田村香さん(ナナシのマルシェ、南魚沼市)
・東京生活息苦しくなった。田舎にきたがしばらくすると同じように息苦しくなった。自分で仕事を作ろう、持続可能な生活へ。
・お金に支配されない生活にシフトしたい。露店市「ナナシのマルシェ」代表、移動販売「ケロケロ」経営。鉄道を利用(つながっている、いろんなこと出来る)した「パン列車」
※とっても共感する点が多い方であった。

多田朋孔さん (NPO十日町市地域おこし実行委員会、十日町市)
・地域づくりは、行政がやっても効果ない。地元の人がそう思わないと。
・外から来やすくするためには、地元の人が閉鎖的でないこと。自分がはいった集落は6世帯まで減ってせっぱつまっていて入りやすかった。



村越洋ーさん(村シェフ・妙 高市議会議員、妙高市)
・地域が好き、良さに気付くこと・・・やっぱり「食」。自分が食べるものは自分で育てる。これがものすごく大事だと思う。




小林輝紀さん(ブリヂストンアンカーサイクリングチーム、飯山市)
・ジャパンナショナルチームスタッフ、監督でもある。
・ずっと農協職員だった。
・田舎は田舎のままでいい。地域づくりという言葉が大嫌い。地域は理解して生活するだけ。
・子供の頃は大嫌いだったのに、これほど飯山が好きになったのは一度外にでたから。「子供たちも外に出て沢山見てこい」と。
※とにかく鉄人。驚異的な活動内容。

池田史子さん(山ノ 家、十日町市)
・東京と新潟をちょうど50%ずつ生活している。
・十日町は移住者が入りやすい。それは若井さん(貸民家解説。大地の芸術祭運営NPT代表)がいるから。若井さんが地元のことも移住者の気持ちを理解して通訳者になってくれている。

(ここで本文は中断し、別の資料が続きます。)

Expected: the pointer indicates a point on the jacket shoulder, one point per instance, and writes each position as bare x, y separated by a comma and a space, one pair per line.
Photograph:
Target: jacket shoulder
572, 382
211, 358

・アート系の移住者は友人をよぶ。友人が友人をよんでくる(人がどんどん集まってくる)。
■2月17日(水) 9:00-11:15 ディスカッション うみてらす名立
■全体を通して所感
本当に過疎化で困っている、行事の維持、区長役員選出も年々厳しくなっている地域が沢山あります。そのような地域(主に中山間地と言われる地)で、日々誠実に生活を続ける、地域運営の表舞台(区長さんや振興協議会メンバー)ではない「サイレントマジョリティー(表に立たない大多数の人々)」層の方々と直接お話しする機会が多いです。そういう本当に地域にとって必要な、この方々が地域を本当に動かしている、そういう大多数の方々と、今回の交流会でパネラーとなった方々の活動内容が、直接しっかりとつながらない、結びつかないなぁという印象が残りました。

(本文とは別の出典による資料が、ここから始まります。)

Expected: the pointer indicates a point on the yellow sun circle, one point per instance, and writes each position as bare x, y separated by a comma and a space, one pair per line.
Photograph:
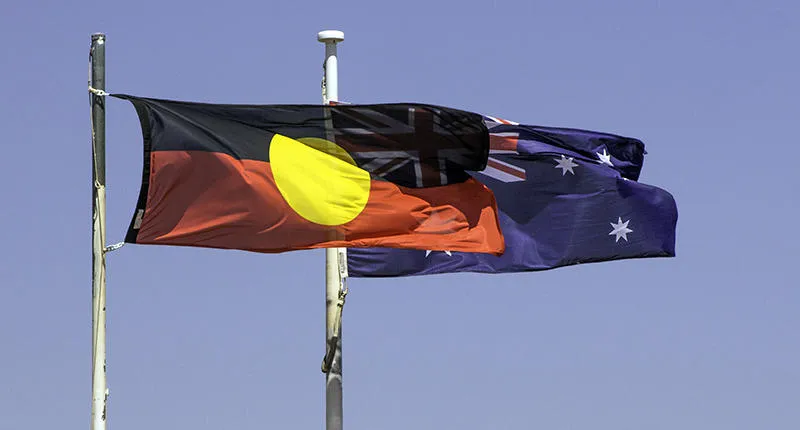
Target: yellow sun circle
318, 179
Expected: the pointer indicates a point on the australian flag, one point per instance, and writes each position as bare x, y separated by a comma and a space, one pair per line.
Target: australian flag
565, 197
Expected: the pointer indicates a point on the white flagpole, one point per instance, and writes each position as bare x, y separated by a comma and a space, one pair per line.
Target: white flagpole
335, 264
97, 55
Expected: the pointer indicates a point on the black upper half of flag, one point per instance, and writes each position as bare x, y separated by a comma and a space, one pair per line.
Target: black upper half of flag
410, 144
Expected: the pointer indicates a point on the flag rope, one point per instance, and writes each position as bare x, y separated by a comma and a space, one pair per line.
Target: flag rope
327, 361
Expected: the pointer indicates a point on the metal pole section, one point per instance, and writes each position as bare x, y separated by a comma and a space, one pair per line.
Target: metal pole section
97, 54
335, 265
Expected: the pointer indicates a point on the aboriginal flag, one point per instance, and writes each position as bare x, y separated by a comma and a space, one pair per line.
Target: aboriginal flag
276, 178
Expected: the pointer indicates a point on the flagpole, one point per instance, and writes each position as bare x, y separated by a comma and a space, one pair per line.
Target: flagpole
335, 264
97, 54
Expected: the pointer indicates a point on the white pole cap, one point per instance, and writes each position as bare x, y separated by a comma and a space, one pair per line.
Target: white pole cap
330, 36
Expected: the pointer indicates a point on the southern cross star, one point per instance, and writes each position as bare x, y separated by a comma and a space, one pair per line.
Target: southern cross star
620, 229
565, 164
605, 158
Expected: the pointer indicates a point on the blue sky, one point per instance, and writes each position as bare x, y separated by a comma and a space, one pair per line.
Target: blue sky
212, 339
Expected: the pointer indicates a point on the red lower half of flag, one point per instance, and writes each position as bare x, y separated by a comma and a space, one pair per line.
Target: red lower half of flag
209, 199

今回のパネラーの方々は、強い想いで行動されており、素晴らしいです。それらの活動内容、エネルギーと日頃集落支援員として活動している地域や、自分が住むそれ以上に過疎化している地域のと疲弊した多くの方々がいる状況の間のギャップをどうしても感じてしまいます。

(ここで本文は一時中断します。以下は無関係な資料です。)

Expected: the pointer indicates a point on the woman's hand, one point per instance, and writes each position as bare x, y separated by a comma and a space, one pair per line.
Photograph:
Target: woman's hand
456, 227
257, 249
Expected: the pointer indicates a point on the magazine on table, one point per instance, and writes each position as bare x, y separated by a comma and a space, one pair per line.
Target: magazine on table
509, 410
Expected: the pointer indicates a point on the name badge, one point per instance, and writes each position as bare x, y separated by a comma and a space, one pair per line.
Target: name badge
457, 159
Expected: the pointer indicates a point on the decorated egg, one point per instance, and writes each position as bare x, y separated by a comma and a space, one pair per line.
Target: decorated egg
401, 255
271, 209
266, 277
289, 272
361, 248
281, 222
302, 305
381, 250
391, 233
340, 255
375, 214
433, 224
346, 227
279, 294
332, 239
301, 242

本当に地域づくりが効果的になり、今の課題が解決するためには、世の中の「サイレントマジョリティー(表に立たない大多数の人々)」の心に届く「何か」が必要で、もしそこから動きが生まれたら、自然に今現在の地域の課題は解決していく、変わっていくのだと思いました。今回の交流会で出会った活発な活動の本質と、本当に苦労している中山間地の人々の心が繋がる様な、そんな活動をしていきたいと強く感じました。